Polygenic score

In genetics, a polygenic score (PGS) is a number that summarizes the estimated effect of many genetic variants on an individual's phenotype. The PGS is also called the polygenic index (PGI) or genome-wide score; in the context of disease risk, it is called a polygenic risk score (PRS or PR score) or genetic risk score. The score reflects an individual's estimated genetic predisposition for a given trait and can be used as a predictor for that trait. It gives an estimate of how likely an individual is to have a given trait based only on genetics, without taking environmental factors into account; and it is typically calculated as a weighted sum of trait-associated alleles.

Recent progress in genetics has developed polygenic predictors of complex human traits, including risk for many important complex diseases that are typically affected by many genetic variants, each of which confers a small effect on overall risk. In a polygenic risk predictor the lifetime (or age-range) risk for the disease is a numerical function captured by the score which depends on the states of thousands of individual genetic variants (i.e., single-nucleotide polymorphisms, or SNPs).

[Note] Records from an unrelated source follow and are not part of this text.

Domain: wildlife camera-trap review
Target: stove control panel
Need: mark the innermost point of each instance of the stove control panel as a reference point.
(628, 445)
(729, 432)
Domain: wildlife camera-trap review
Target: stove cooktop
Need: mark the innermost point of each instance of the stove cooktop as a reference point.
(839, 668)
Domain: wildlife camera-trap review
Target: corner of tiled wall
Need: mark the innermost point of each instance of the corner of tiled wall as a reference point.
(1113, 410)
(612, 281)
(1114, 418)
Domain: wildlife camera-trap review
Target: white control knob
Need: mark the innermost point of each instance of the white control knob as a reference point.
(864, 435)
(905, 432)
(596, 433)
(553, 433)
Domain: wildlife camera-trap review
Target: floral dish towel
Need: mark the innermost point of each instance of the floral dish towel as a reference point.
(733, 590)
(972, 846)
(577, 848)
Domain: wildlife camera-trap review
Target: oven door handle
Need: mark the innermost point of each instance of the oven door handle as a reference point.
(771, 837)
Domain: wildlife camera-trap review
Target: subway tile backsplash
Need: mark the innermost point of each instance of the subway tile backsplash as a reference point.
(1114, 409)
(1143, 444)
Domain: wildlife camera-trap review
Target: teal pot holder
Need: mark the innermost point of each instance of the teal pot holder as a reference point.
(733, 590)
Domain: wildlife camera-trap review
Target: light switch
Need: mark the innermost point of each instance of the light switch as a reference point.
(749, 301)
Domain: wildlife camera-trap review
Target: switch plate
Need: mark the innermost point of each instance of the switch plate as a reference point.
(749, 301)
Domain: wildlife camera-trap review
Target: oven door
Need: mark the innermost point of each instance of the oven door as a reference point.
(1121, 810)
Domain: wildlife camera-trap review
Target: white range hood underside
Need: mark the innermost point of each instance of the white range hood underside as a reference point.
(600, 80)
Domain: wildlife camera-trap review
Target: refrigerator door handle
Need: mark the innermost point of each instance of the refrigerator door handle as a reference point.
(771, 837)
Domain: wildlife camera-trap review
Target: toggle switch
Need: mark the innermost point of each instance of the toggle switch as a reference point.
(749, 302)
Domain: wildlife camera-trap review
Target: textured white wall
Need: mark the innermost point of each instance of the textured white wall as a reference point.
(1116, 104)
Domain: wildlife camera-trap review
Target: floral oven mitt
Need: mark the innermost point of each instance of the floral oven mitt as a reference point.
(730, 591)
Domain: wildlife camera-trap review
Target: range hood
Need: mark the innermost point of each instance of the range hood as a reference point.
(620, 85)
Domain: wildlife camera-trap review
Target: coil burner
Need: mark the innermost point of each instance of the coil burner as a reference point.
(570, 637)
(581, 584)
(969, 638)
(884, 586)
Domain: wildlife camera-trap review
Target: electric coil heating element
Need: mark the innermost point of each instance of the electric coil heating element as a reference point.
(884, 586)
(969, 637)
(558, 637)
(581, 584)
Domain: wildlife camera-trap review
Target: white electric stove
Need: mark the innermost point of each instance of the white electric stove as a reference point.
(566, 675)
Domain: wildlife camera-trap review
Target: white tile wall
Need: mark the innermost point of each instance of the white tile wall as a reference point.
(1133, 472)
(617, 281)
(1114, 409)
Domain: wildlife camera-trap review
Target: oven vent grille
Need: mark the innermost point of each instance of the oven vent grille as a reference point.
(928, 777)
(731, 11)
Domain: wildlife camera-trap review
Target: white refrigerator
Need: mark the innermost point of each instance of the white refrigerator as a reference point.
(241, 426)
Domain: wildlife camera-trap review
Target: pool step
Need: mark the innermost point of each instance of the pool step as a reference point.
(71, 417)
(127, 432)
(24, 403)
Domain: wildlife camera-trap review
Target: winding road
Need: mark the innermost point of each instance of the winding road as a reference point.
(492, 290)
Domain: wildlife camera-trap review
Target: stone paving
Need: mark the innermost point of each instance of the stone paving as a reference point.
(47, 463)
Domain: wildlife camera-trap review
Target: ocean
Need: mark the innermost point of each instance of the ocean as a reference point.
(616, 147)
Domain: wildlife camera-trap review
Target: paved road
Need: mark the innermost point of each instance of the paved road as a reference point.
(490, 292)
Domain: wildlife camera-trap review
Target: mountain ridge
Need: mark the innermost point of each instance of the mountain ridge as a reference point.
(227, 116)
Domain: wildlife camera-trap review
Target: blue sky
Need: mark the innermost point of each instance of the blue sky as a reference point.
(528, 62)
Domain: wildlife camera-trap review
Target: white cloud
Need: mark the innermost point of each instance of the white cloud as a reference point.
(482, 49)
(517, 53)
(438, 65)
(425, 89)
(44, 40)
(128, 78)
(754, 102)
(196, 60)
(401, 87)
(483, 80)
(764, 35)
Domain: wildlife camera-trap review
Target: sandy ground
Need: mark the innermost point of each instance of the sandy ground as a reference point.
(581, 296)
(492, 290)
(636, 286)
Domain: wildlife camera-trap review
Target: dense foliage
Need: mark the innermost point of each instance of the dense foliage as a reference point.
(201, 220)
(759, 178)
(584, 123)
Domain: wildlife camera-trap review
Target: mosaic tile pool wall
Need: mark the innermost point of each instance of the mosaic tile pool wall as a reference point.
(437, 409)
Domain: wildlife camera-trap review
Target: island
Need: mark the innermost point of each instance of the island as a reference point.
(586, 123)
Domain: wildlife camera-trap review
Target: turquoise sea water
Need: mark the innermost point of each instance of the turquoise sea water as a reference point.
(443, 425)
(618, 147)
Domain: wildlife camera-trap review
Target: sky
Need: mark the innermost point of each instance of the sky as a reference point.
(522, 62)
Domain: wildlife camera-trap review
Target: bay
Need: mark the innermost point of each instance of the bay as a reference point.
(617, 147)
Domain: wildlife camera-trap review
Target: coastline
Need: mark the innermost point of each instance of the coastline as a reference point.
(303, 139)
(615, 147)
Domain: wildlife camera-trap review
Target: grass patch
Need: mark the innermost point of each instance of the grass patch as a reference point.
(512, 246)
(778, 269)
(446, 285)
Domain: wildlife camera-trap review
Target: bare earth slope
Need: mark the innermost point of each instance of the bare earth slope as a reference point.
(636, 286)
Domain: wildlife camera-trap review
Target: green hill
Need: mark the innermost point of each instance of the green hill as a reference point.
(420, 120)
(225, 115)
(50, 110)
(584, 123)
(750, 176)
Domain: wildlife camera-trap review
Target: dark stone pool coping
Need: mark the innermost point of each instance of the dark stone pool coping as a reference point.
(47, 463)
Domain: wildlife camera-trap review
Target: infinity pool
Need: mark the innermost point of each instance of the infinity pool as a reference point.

Polygenic scores are widely used in animal breeding and plant breeding due to their efficacy in improving livestock breeding and crops. In humans, polygenic scores are typically generated from data of genome-wide association study (GWAS). They are an active area of research spanning topics such as learning algorithms for genomic prediction; new predictor training; validation testing of predictors; and clinical application of PRS. In 2018, the American Heart Association named polygenic risk scores as one of the major breakthroughs in research in heart disease and stroke.